First, the intercept is about 2.898 and represents the predicted number of weeks that a song would stay at number one when the bpm is zero, which doesn’t make sense conceptually as a bpm of zero isn’t realistic in music. Second, the bpm coefficient is roughly 0.000374 and shows the expected change in weeks at number one as bpm increases by one each time. This bpm coefficient is rather small, and suggests that changes in tempo have essentially no direct effect on the longevity of songs on the Billboard Hot 100 chart. As for the p-value for bpm, it sits at 0.905 and is far beyond the usual significance threshold of 0.05. Due to this finding, we fail to reject the null hypothesis that the slope is equal to zero, meaning that there’s no statistical evidence that bpm is directly related to the number of weeks a song is at number one. Lastly, the multiple R-squared value is very small, sitting at 0.00001208, which shows that bpm doesn’t explain the variation in weeks at number one hardly at all. Based on these results, they obviously suggest that tempo, or bpm, doesn’t meaningfully influence song longevity on the Billboard Hot 100 chart. Whether tempos are slower or faster, they seem to reflect similar levels of chart success.

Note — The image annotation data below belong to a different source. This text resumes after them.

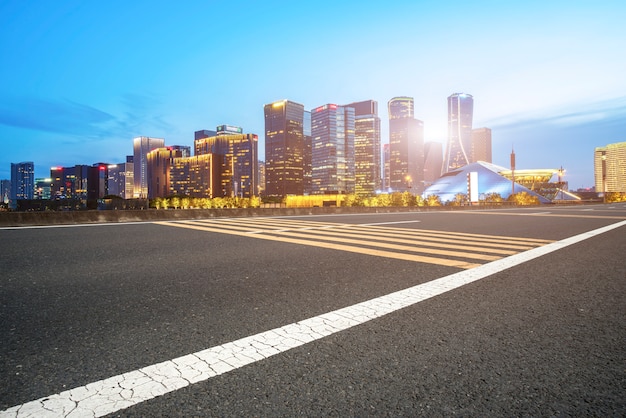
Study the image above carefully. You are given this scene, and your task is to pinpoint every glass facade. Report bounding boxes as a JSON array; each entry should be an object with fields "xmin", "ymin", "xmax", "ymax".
[
  {"xmin": 264, "ymin": 100, "xmax": 305, "ymax": 196},
  {"xmin": 311, "ymin": 104, "xmax": 355, "ymax": 194},
  {"xmin": 442, "ymin": 93, "xmax": 474, "ymax": 173}
]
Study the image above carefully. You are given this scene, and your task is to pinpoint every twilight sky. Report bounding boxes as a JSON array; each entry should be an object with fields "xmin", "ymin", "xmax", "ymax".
[{"xmin": 0, "ymin": 0, "xmax": 626, "ymax": 190}]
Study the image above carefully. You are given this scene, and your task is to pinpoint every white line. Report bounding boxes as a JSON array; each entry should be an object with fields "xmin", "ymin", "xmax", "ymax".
[{"xmin": 0, "ymin": 221, "xmax": 626, "ymax": 418}]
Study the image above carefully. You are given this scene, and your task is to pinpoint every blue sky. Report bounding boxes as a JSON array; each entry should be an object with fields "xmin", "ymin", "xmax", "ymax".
[{"xmin": 0, "ymin": 0, "xmax": 626, "ymax": 189}]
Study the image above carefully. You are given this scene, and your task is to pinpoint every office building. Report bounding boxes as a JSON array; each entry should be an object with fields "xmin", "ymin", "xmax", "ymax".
[
  {"xmin": 347, "ymin": 100, "xmax": 382, "ymax": 195},
  {"xmin": 264, "ymin": 100, "xmax": 305, "ymax": 196},
  {"xmin": 442, "ymin": 93, "xmax": 474, "ymax": 173},
  {"xmin": 311, "ymin": 104, "xmax": 354, "ymax": 194},
  {"xmin": 424, "ymin": 142, "xmax": 443, "ymax": 187},
  {"xmin": 471, "ymin": 128, "xmax": 491, "ymax": 163},
  {"xmin": 593, "ymin": 142, "xmax": 626, "ymax": 193},
  {"xmin": 147, "ymin": 145, "xmax": 191, "ymax": 199},
  {"xmin": 0, "ymin": 179, "xmax": 11, "ymax": 205},
  {"xmin": 108, "ymin": 155, "xmax": 135, "ymax": 199},
  {"xmin": 133, "ymin": 136, "xmax": 165, "ymax": 198},
  {"xmin": 194, "ymin": 134, "xmax": 259, "ymax": 197},
  {"xmin": 388, "ymin": 97, "xmax": 424, "ymax": 193},
  {"xmin": 9, "ymin": 161, "xmax": 35, "ymax": 209}
]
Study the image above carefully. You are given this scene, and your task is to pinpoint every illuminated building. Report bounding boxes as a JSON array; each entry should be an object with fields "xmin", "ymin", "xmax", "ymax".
[
  {"xmin": 442, "ymin": 93, "xmax": 474, "ymax": 173},
  {"xmin": 311, "ymin": 104, "xmax": 355, "ymax": 194},
  {"xmin": 388, "ymin": 97, "xmax": 424, "ymax": 193},
  {"xmin": 194, "ymin": 135, "xmax": 259, "ymax": 197},
  {"xmin": 424, "ymin": 142, "xmax": 443, "ymax": 186},
  {"xmin": 9, "ymin": 161, "xmax": 35, "ymax": 209},
  {"xmin": 264, "ymin": 100, "xmax": 304, "ymax": 196},
  {"xmin": 593, "ymin": 142, "xmax": 626, "ymax": 193},
  {"xmin": 133, "ymin": 136, "xmax": 165, "ymax": 198},
  {"xmin": 147, "ymin": 145, "xmax": 191, "ymax": 199},
  {"xmin": 347, "ymin": 100, "xmax": 381, "ymax": 195},
  {"xmin": 470, "ymin": 128, "xmax": 491, "ymax": 163},
  {"xmin": 108, "ymin": 155, "xmax": 135, "ymax": 199}
]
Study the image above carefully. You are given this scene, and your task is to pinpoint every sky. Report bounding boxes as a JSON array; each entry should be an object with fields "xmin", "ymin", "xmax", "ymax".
[{"xmin": 0, "ymin": 0, "xmax": 626, "ymax": 190}]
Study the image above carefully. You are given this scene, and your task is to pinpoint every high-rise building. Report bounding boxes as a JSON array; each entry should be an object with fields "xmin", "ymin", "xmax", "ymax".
[
  {"xmin": 133, "ymin": 136, "xmax": 165, "ymax": 198},
  {"xmin": 194, "ymin": 135, "xmax": 259, "ymax": 197},
  {"xmin": 147, "ymin": 145, "xmax": 191, "ymax": 199},
  {"xmin": 108, "ymin": 155, "xmax": 135, "ymax": 199},
  {"xmin": 388, "ymin": 97, "xmax": 424, "ymax": 193},
  {"xmin": 593, "ymin": 142, "xmax": 626, "ymax": 193},
  {"xmin": 311, "ymin": 104, "xmax": 355, "ymax": 194},
  {"xmin": 347, "ymin": 100, "xmax": 381, "ymax": 195},
  {"xmin": 0, "ymin": 179, "xmax": 11, "ymax": 205},
  {"xmin": 9, "ymin": 161, "xmax": 35, "ymax": 209},
  {"xmin": 424, "ymin": 142, "xmax": 443, "ymax": 187},
  {"xmin": 264, "ymin": 100, "xmax": 304, "ymax": 196},
  {"xmin": 470, "ymin": 128, "xmax": 491, "ymax": 163},
  {"xmin": 442, "ymin": 93, "xmax": 474, "ymax": 173}
]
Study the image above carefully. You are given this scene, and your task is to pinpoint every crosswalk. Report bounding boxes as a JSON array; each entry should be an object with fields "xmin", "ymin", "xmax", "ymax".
[{"xmin": 155, "ymin": 218, "xmax": 552, "ymax": 269}]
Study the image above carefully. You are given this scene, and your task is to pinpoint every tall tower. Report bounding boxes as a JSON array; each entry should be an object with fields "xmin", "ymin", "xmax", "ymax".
[
  {"xmin": 311, "ymin": 104, "xmax": 354, "ymax": 194},
  {"xmin": 264, "ymin": 100, "xmax": 304, "ymax": 196},
  {"xmin": 442, "ymin": 93, "xmax": 474, "ymax": 173},
  {"xmin": 388, "ymin": 97, "xmax": 424, "ymax": 193},
  {"xmin": 9, "ymin": 161, "xmax": 35, "ymax": 209},
  {"xmin": 133, "ymin": 136, "xmax": 165, "ymax": 198},
  {"xmin": 347, "ymin": 100, "xmax": 381, "ymax": 195}
]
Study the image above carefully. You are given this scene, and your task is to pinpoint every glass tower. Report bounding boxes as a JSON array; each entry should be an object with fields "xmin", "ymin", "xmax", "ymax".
[
  {"xmin": 442, "ymin": 93, "xmax": 474, "ymax": 173},
  {"xmin": 311, "ymin": 104, "xmax": 355, "ymax": 194},
  {"xmin": 388, "ymin": 97, "xmax": 424, "ymax": 193},
  {"xmin": 264, "ymin": 100, "xmax": 305, "ymax": 196}
]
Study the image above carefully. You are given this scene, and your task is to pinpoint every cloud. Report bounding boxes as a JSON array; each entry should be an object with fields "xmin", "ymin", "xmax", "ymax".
[{"xmin": 0, "ymin": 98, "xmax": 115, "ymax": 135}]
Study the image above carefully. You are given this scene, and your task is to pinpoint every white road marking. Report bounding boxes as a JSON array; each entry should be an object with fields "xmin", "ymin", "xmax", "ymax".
[{"xmin": 0, "ymin": 221, "xmax": 626, "ymax": 418}]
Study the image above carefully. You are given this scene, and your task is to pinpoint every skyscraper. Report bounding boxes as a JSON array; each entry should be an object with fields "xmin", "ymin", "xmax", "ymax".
[
  {"xmin": 311, "ymin": 104, "xmax": 354, "ymax": 194},
  {"xmin": 470, "ymin": 128, "xmax": 491, "ymax": 163},
  {"xmin": 388, "ymin": 97, "xmax": 424, "ymax": 193},
  {"xmin": 264, "ymin": 100, "xmax": 304, "ymax": 196},
  {"xmin": 442, "ymin": 93, "xmax": 474, "ymax": 173},
  {"xmin": 347, "ymin": 100, "xmax": 381, "ymax": 195},
  {"xmin": 9, "ymin": 161, "xmax": 35, "ymax": 209},
  {"xmin": 133, "ymin": 136, "xmax": 165, "ymax": 198},
  {"xmin": 424, "ymin": 142, "xmax": 443, "ymax": 187},
  {"xmin": 593, "ymin": 142, "xmax": 626, "ymax": 193}
]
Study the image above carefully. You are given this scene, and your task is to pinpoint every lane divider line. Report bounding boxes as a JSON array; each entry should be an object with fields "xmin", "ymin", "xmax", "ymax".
[{"xmin": 0, "ymin": 221, "xmax": 626, "ymax": 418}]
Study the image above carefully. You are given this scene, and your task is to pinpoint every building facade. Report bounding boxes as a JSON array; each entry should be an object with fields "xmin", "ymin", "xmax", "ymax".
[
  {"xmin": 133, "ymin": 136, "xmax": 165, "ymax": 198},
  {"xmin": 9, "ymin": 161, "xmax": 35, "ymax": 209},
  {"xmin": 311, "ymin": 104, "xmax": 355, "ymax": 194},
  {"xmin": 264, "ymin": 100, "xmax": 305, "ymax": 196},
  {"xmin": 471, "ymin": 128, "xmax": 491, "ymax": 163},
  {"xmin": 347, "ymin": 100, "xmax": 382, "ymax": 195},
  {"xmin": 388, "ymin": 97, "xmax": 424, "ymax": 193},
  {"xmin": 593, "ymin": 142, "xmax": 626, "ymax": 193},
  {"xmin": 442, "ymin": 93, "xmax": 474, "ymax": 173}
]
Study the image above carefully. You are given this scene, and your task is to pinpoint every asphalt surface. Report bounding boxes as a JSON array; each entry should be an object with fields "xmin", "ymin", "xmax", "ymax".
[{"xmin": 0, "ymin": 203, "xmax": 626, "ymax": 417}]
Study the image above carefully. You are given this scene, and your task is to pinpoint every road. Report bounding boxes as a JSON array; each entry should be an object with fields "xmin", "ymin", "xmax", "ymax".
[{"xmin": 0, "ymin": 203, "xmax": 626, "ymax": 417}]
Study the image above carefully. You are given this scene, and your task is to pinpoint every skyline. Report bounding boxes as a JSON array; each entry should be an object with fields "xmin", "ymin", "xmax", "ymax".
[{"xmin": 0, "ymin": 0, "xmax": 626, "ymax": 190}]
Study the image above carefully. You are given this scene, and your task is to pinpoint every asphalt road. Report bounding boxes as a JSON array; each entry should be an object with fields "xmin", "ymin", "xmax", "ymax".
[{"xmin": 0, "ymin": 203, "xmax": 626, "ymax": 417}]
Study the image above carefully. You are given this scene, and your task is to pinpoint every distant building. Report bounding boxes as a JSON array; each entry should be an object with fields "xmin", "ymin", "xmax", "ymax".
[
  {"xmin": 442, "ymin": 93, "xmax": 474, "ymax": 173},
  {"xmin": 147, "ymin": 145, "xmax": 191, "ymax": 199},
  {"xmin": 346, "ymin": 100, "xmax": 381, "ymax": 195},
  {"xmin": 264, "ymin": 100, "xmax": 305, "ymax": 196},
  {"xmin": 388, "ymin": 97, "xmax": 424, "ymax": 193},
  {"xmin": 9, "ymin": 161, "xmax": 35, "ymax": 209},
  {"xmin": 0, "ymin": 179, "xmax": 11, "ymax": 205},
  {"xmin": 470, "ymin": 128, "xmax": 491, "ymax": 163},
  {"xmin": 108, "ymin": 155, "xmax": 135, "ymax": 199},
  {"xmin": 593, "ymin": 142, "xmax": 626, "ymax": 193},
  {"xmin": 311, "ymin": 104, "xmax": 355, "ymax": 194},
  {"xmin": 133, "ymin": 136, "xmax": 165, "ymax": 198},
  {"xmin": 424, "ymin": 142, "xmax": 443, "ymax": 186},
  {"xmin": 33, "ymin": 178, "xmax": 52, "ymax": 200}
]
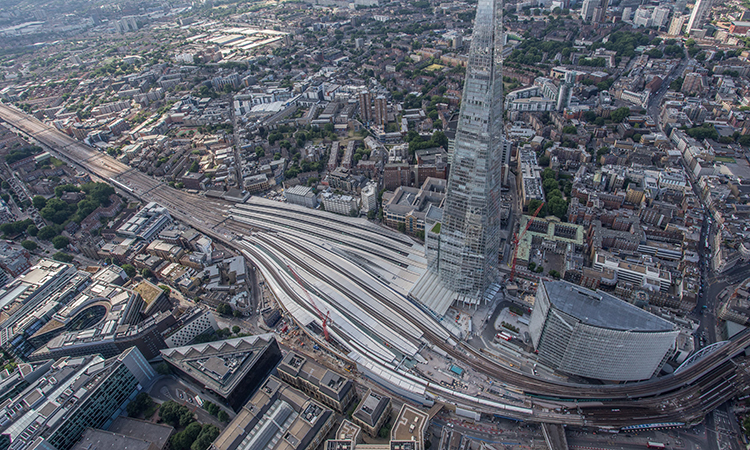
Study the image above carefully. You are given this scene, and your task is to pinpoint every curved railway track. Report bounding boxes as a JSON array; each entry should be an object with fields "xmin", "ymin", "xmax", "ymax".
[{"xmin": 0, "ymin": 105, "xmax": 750, "ymax": 426}]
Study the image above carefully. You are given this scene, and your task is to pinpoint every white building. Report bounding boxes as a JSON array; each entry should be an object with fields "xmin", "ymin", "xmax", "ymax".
[
  {"xmin": 594, "ymin": 252, "xmax": 672, "ymax": 292},
  {"xmin": 323, "ymin": 192, "xmax": 359, "ymax": 216},
  {"xmin": 284, "ymin": 185, "xmax": 318, "ymax": 208},
  {"xmin": 360, "ymin": 182, "xmax": 378, "ymax": 212},
  {"xmin": 668, "ymin": 14, "xmax": 687, "ymax": 36}
]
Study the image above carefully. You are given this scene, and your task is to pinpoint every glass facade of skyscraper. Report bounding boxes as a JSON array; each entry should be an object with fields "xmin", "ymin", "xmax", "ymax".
[{"xmin": 437, "ymin": 0, "xmax": 504, "ymax": 297}]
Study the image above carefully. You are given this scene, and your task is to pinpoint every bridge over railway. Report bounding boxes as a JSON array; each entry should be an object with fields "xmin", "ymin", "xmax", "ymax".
[{"xmin": 0, "ymin": 105, "xmax": 750, "ymax": 428}]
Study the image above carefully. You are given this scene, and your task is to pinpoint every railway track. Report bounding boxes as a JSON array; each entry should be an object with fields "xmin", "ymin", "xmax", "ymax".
[{"xmin": 0, "ymin": 105, "xmax": 750, "ymax": 426}]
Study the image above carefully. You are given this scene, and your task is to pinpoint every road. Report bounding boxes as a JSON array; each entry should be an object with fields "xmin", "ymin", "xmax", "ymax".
[
  {"xmin": 0, "ymin": 105, "xmax": 750, "ymax": 427},
  {"xmin": 647, "ymin": 49, "xmax": 690, "ymax": 132}
]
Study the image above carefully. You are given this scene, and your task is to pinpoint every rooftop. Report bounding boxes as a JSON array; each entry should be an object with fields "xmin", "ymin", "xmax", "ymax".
[
  {"xmin": 109, "ymin": 416, "xmax": 174, "ymax": 448},
  {"xmin": 543, "ymin": 281, "xmax": 675, "ymax": 332},
  {"xmin": 161, "ymin": 333, "xmax": 275, "ymax": 395},
  {"xmin": 391, "ymin": 404, "xmax": 429, "ymax": 442},
  {"xmin": 352, "ymin": 389, "xmax": 391, "ymax": 427},
  {"xmin": 71, "ymin": 428, "xmax": 151, "ymax": 450}
]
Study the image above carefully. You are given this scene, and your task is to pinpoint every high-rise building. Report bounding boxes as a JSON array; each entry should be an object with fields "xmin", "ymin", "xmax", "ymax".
[
  {"xmin": 622, "ymin": 7, "xmax": 633, "ymax": 22},
  {"xmin": 529, "ymin": 281, "xmax": 680, "ymax": 381},
  {"xmin": 557, "ymin": 71, "xmax": 576, "ymax": 112},
  {"xmin": 412, "ymin": 0, "xmax": 510, "ymax": 315},
  {"xmin": 601, "ymin": 0, "xmax": 609, "ymax": 22},
  {"xmin": 0, "ymin": 347, "xmax": 156, "ymax": 450},
  {"xmin": 359, "ymin": 91, "xmax": 372, "ymax": 123},
  {"xmin": 633, "ymin": 6, "xmax": 651, "ymax": 27},
  {"xmin": 685, "ymin": 0, "xmax": 712, "ymax": 34},
  {"xmin": 651, "ymin": 6, "xmax": 670, "ymax": 28},
  {"xmin": 667, "ymin": 14, "xmax": 687, "ymax": 36},
  {"xmin": 373, "ymin": 95, "xmax": 388, "ymax": 127},
  {"xmin": 581, "ymin": 0, "xmax": 599, "ymax": 22}
]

Like we discussed earlier, for stakeholders like artists, producers, and record labels, this implies that tempo by itself isn’t a determining factor in achieving success regarding chart longevity. As we saw before, aspects like genre or potentially marketing and popularity are more likely to be more important in determining chart longevity for number one songs.